The gold-absorbing material is loaded into an adsorption column, and eluted with 1% hydrochloric acid solution. When the gold ion concentration in the effluent hydrochloric acid solution is determined by atomic absorption spectroscopy, the elution is stopped when it is less than 3 ppm, and 25 mL of hydrochloric acid is removed.

Example 11

Take 2 g of the above-mentioned porous material, add it into 300 mL of an aqueous solution containing 0.89 wt % of silver ions, 20 wt % of thiourea, and pH=2.5, stir at room temperature for 30 min, filter, and the concentration of remaining silver ions determined by atomic absorption spectroscopy is 156 ppm, and the adsorption rate is 98.2%.

The silver-absorbing material is packed into an adsorption column, and eluted with 1% nitric acid solution. When the concentration of silver ions in the effluent nitric acid solution is measured by atomic absorption spectrometry, the elution is stopped when the concentration of silver ions is less than 3 ppm, and 20 mL of nitric acid is removed.

Example 12

Get above-mentioned porous material 2g, add and contain 300mL and contain silver ion 0.89wt%, gold ion 215ppm, thiourea 20wt%, in the aqueous solution of pH=2.5, stir at room temperature 30min, filter, atomic absorption spectrometry determines remaining gold, silver ion concentration is respectively 10ppm, 152ppm, the adsorption rates are 95.3%, 98.3%, respectively.

Put the material adsorbing precious metals into the adsorption column, first elute with 20mL of 1% nitric acid solution, then with 10mL of 1% hydrochloric acid solution, and stop elution when the concentration of outflowing noble metal ions is less than 3ppm as determined by atomic absorption spectrometry.

The above are only preferred embodiments of the present invention, and are not intended to limit the present invention in any form.
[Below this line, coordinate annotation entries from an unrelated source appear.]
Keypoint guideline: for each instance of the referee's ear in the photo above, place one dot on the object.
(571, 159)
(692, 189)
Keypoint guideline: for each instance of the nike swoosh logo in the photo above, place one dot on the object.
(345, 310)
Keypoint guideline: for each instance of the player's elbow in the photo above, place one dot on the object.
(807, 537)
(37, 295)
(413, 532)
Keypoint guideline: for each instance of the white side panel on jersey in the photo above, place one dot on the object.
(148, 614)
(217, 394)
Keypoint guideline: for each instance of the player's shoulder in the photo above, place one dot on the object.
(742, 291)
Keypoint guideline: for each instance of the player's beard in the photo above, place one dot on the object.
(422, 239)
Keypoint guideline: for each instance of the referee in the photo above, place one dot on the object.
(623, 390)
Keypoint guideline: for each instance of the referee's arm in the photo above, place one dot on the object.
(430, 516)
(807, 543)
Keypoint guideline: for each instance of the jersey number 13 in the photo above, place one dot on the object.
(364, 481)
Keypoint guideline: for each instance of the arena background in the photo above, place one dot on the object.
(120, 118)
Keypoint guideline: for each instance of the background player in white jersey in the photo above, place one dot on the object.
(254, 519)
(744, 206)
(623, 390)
Any skilled person who is familiar with the profession, without departing from the scope of the technical solutions of the present invention, according to the technical essence of the present invention, Any simple modifications, equivalent replacements and improvements made in the above embodiments still fall within the protection scope of the technical solution of the present invention.

Claims (8)

1. a kind of rich nitride polyporous material, it is characterised in that：Its preparation methods steps are：Using ethylene glycol as solvent, melamine is added Amine and 1,4-benzoquinone, heat polycondensation, are eventually adding dimethylbenzene dehydration, obtain porous material MOPs-1.

2. rich nitride polyporous material according to claim 1, it is characterised in that：The mol ratio of the melamine and 1,4-benzoquinone For 3:(1.9~2.2).
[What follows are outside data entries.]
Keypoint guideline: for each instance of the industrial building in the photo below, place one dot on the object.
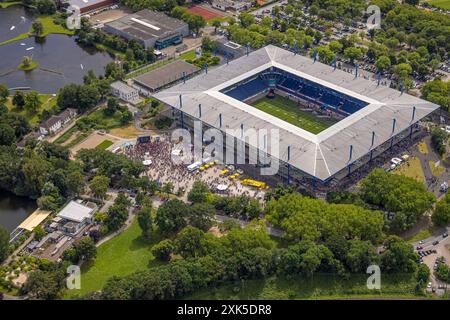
(166, 75)
(370, 117)
(87, 6)
(152, 29)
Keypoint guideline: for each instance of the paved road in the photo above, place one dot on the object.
(442, 249)
(269, 7)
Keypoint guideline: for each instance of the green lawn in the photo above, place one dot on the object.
(52, 28)
(49, 28)
(120, 256)
(444, 4)
(48, 102)
(104, 145)
(288, 111)
(8, 4)
(320, 286)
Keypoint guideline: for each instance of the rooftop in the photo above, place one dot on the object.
(75, 211)
(147, 24)
(166, 74)
(321, 155)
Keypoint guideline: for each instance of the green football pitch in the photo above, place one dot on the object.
(288, 110)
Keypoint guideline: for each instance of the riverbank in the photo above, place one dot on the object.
(49, 27)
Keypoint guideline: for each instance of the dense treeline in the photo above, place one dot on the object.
(43, 172)
(404, 196)
(311, 219)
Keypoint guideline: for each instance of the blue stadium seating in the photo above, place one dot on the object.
(302, 88)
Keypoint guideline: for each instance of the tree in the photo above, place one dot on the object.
(438, 140)
(405, 196)
(199, 192)
(246, 19)
(145, 221)
(19, 99)
(201, 216)
(37, 27)
(4, 93)
(4, 244)
(7, 135)
(46, 7)
(170, 216)
(190, 242)
(85, 249)
(163, 250)
(117, 215)
(437, 91)
(352, 53)
(99, 186)
(45, 285)
(360, 255)
(39, 233)
(399, 256)
(32, 101)
(383, 63)
(441, 215)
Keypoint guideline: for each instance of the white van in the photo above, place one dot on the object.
(194, 166)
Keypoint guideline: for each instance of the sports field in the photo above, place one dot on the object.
(288, 111)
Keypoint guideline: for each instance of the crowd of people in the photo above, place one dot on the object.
(164, 169)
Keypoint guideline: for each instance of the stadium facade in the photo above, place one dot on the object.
(371, 117)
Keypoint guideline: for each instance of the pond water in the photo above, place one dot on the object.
(14, 210)
(61, 60)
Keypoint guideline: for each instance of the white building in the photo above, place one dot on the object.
(75, 216)
(124, 91)
(55, 123)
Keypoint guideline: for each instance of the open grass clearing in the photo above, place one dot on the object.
(436, 170)
(48, 102)
(122, 255)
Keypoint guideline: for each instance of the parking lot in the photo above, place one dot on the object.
(430, 250)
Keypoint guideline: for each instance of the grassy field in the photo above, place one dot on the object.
(104, 145)
(444, 4)
(320, 286)
(437, 171)
(288, 111)
(48, 102)
(412, 169)
(49, 28)
(52, 28)
(5, 5)
(120, 256)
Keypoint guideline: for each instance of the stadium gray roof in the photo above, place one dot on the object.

3. rich nitride polyporous material according to claim 1, it is characterised in that：It is 5~8 hours to heat the polycondensation time.

4. rich nitride polyporous material according to claim 1, it is characterised in that：Heating-up temperature is 160~198 DEG C.
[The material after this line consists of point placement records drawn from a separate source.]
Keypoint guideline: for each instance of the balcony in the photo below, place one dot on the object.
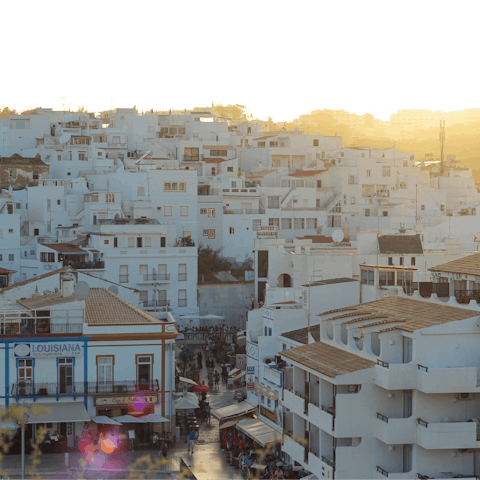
(447, 380)
(394, 431)
(38, 326)
(41, 389)
(153, 277)
(395, 376)
(447, 435)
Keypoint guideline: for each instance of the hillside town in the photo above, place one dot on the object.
(193, 284)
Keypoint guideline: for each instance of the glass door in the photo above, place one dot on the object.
(65, 375)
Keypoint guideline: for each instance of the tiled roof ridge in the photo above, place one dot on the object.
(137, 310)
5. rich nitride polyporous material according to claim 1, it is characterised in that：Dimethylbenzene is eventually adding to be dehydrated 3~5 hours.

6. rich nitride polyporous material according to claim 1, it is characterised in that：Dehydration temperaturre is xylene boiling point 136~140 ℃。

7. application of the rich nitride polyporous material in the recovery of circuit board noble metal described in claim 1.

8. application of the rich nitride polyporous material according to claim 7 in the recovery of circuit board noble metal, it is characterised in that：Inhale Enclosure material is 12~(20 with noble metal mass ratio：1).